POST OPERATIVE CONCORDANCE
It is critical that the radiologist confirm that the radiographically visible lesion has been excised but checking for concordance does not end with the specimen radiograph. It is important that the pathologist confirm, if calcifications were the targeted lesion, that the pathological review identifies the calcifications seen on the mammogram. What most don’t realize is that the pathologist only reviews very small samples of the excised tissue even if the removed tissue includes a relatively small volume. For pathological review the excised tissue is cut into 2 mm. thick sections and then these are embedded into paraffin and 5 micron shavings are made from the top of the “block”. It would take 2000 slides to review the entire block and there are often multiple blocks. Although, on a statistical level, and with random slices, it is likely that the lesion gets evaluated, it is important to realize that the pathologists is definitely not able to evaluate the lesion in its entirety.

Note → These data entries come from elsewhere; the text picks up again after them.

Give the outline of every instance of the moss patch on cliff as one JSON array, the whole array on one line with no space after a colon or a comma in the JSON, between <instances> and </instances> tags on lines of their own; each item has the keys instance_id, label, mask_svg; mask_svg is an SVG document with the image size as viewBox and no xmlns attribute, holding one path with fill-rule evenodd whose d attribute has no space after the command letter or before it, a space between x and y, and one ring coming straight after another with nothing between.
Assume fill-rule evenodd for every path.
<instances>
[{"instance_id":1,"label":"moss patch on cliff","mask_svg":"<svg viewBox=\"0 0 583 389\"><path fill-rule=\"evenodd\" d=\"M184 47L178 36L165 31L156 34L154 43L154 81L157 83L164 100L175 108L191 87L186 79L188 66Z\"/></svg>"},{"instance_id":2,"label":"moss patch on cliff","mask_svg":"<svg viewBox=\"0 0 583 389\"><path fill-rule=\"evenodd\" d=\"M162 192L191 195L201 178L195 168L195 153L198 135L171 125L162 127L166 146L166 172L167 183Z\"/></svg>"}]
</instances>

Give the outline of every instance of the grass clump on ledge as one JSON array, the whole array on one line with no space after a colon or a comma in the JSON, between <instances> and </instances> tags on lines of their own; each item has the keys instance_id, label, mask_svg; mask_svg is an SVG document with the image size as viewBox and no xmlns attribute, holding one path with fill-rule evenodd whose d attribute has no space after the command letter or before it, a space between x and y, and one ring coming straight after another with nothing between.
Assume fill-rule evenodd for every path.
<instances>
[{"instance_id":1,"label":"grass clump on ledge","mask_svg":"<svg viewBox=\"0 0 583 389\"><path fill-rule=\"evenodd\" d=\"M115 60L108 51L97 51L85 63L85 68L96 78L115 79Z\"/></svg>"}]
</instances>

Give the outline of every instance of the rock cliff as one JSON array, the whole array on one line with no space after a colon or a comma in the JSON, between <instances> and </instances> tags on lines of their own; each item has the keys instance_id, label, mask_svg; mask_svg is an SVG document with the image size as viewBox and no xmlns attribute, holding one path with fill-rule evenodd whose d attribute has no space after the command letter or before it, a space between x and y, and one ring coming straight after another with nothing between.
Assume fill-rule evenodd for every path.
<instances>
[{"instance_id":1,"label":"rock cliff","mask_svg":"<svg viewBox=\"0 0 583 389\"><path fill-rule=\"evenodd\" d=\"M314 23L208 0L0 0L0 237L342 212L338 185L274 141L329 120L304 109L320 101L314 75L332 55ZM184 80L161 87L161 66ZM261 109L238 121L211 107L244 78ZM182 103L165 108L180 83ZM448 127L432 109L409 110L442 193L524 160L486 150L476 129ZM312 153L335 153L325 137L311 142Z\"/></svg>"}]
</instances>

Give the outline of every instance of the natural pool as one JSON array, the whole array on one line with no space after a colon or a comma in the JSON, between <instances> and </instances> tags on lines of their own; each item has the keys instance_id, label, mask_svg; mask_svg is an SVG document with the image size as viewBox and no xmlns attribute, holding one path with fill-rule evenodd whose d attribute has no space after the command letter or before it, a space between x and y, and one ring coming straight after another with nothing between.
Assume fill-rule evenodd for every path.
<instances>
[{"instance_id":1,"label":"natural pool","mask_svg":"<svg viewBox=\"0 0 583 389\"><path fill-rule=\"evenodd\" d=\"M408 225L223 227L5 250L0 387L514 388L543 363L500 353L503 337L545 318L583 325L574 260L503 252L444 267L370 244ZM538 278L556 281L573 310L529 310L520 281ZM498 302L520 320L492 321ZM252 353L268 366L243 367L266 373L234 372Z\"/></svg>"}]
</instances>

It is not unusual for the targeted lesion to be deeper in the block than the top 5 micron planes so that it is possible that the pathologist might not see the histology of the targeted lesion. If there is any question, the paraffin blocks should be returned to Breast Imaging and x-rays taken with the blocks held on their side so that if the calcifications are deeper in the block, their depth in the block can be determined so the pathologist can obtain “levels” through the block.
In addition, it is important to remember that when the pathologist determines that the margins of the excised tissues are “clear”, meaning that there is no tumor visible at the margin, this is a “best guess”. This supports the hope that the lesion has been completely removed and if malignant there is no residual tumor in the breast. Again, although this is the best we can do at this time, it is not particularly accurate. If we could be certain that there is no residual cancer in the breast, then radiation would not be needed, but since we are unable to be completely confident, post operative treatment is often needed. Remember, because the excised tissue is cut into sections, and only a few 5 micron slices of each is evaluated, most of the “margin” of the excised tissue is not actually evaluated. Statistically the random sampling is fairly accurate, but it is impossible to determine whether or not a cancer has been completely removed.